June 10, 2016 8:19 pm

Does “climate change” have anything to do with the UK wanting to leave the EU?

Chuck Wiese
June 11, 2016 7:53 pm

I had written an article concerning Arctic Amplification as the authors Francis and Vavrus claimed it was tied to causing amplification of planetary Rossby waves as these latest authors suggest. But my article with an application of atmospheric science demonstrates there is no theoretical basis for these authors or the new ones here to make such a claim. Anthony published it here on WUWT last March.
As usual, their “evidence” is nothing more than anecdotal with no proof offered for any of their claims. Like so many of the authors who publish in climate journals, the absence of any good theory is substituted with an act of faith that the authors have discovered something profound. The paper is more nonsense and no different than the flawed research paper submitted on AA by Francis and Vavrus in 2012.
If the arctic temperatures are indeed being amplified under GHG theory ( the records also show a weak case for this ) the associated dips and bends ( amplification of planetary Rossby waves ) in the jetstream waves according to the correct physics would have to DECREASE in amplitude, develop shorter wave lengths and migrate to a higher latitude.

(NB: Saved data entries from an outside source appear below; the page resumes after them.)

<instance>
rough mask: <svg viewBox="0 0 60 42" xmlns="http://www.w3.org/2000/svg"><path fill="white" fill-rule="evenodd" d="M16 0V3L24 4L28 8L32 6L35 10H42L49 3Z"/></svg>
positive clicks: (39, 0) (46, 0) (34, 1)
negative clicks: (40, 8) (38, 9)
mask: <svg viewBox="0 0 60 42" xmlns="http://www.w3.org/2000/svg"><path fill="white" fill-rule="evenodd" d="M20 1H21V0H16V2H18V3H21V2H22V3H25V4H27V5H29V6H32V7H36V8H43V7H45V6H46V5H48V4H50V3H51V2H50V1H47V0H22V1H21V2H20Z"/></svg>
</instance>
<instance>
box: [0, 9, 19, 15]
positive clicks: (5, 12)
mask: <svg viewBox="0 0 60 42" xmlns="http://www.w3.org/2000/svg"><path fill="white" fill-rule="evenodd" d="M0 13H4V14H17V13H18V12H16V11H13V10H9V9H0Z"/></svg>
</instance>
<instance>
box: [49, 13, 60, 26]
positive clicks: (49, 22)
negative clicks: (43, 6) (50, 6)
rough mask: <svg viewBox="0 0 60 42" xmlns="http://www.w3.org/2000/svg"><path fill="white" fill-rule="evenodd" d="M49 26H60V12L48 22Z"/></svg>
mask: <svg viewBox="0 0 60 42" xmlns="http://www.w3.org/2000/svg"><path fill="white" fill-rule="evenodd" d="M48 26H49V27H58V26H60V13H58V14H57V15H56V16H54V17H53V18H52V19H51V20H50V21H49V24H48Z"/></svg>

This is the OPPOSITE of what is claimed in both of these papers.
Apparently the desire to be dishonest about severe weather, floods and temperature extremes is important to the researchers here who want to be able to blame any sort of weather extreme on their phony “climate change” propaganda.